Valem aqui as mesmas ponderações feitas em torno da ajuda de custo: se o empregador efetivamente se limitasse a pagar ao empregado uma quantia equivalente a seus gastos com a condução, não haveria necessidade alguma de controvérsia sobre sua natureza jurídica. Por óbvio, esse seria um típico reembolso de gastos efetuados pelo empregado por força do trabalho e em tudo se assemelharia à ajuda de custo própria.

Diversos questionamentos, porém, surgiram em torno do tema, passando a ser estudado o assunto em minúcias, a começar pelo próprio nome.

Até 1985, não havia legislação brasileira sobre a ajuda de custo para o deslocamento do empregado. Inseria-se a questão na livre negociação entre empregados e empregadores, no plano individual ou coletivo.

Ao contrário da ajuda de custo, que compensa o empregado pelas despesas feitas durante o expediente por conta do empregado, havia dúvidas se o transporte era um gasto dentro ou fora do contrato de trabalho.
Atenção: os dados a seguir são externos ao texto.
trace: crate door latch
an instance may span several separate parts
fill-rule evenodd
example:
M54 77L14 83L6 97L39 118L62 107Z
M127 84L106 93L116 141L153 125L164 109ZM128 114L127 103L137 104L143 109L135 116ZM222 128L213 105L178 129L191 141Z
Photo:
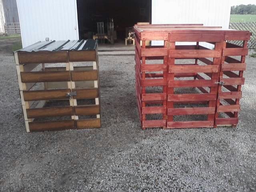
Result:
M76 92L75 91L74 92L67 93L67 94L66 95L67 97L71 98L72 96L76 96Z

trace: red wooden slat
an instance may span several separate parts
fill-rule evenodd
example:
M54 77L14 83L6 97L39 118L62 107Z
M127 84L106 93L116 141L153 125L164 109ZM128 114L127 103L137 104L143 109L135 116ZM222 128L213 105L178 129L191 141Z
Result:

A dúvida tem fundamento, porque normalmente não se computam na jornada de trabalho o tempo gasto entre a residência e o local da atividade, nem seu retorno. Tampouco se considera responsabilidade do empregador proporcionar meios adequados de locomoção aos empregados.

Evoluiu-se bastante neste campo, todavia.

A jurisprudência passou a considerar tempo à disposição do empregador aquele empreendido em percurso até local ermo, de difícil acesso e desprovido de transporte público, condensando o conceito de jornada itinerária de que cuida a Súmula 90 do Tribunal Superior do Trabalho (1978). A Súmula 90 influenciou a alteração legislativa sobre o art. 58 da CLT (2001).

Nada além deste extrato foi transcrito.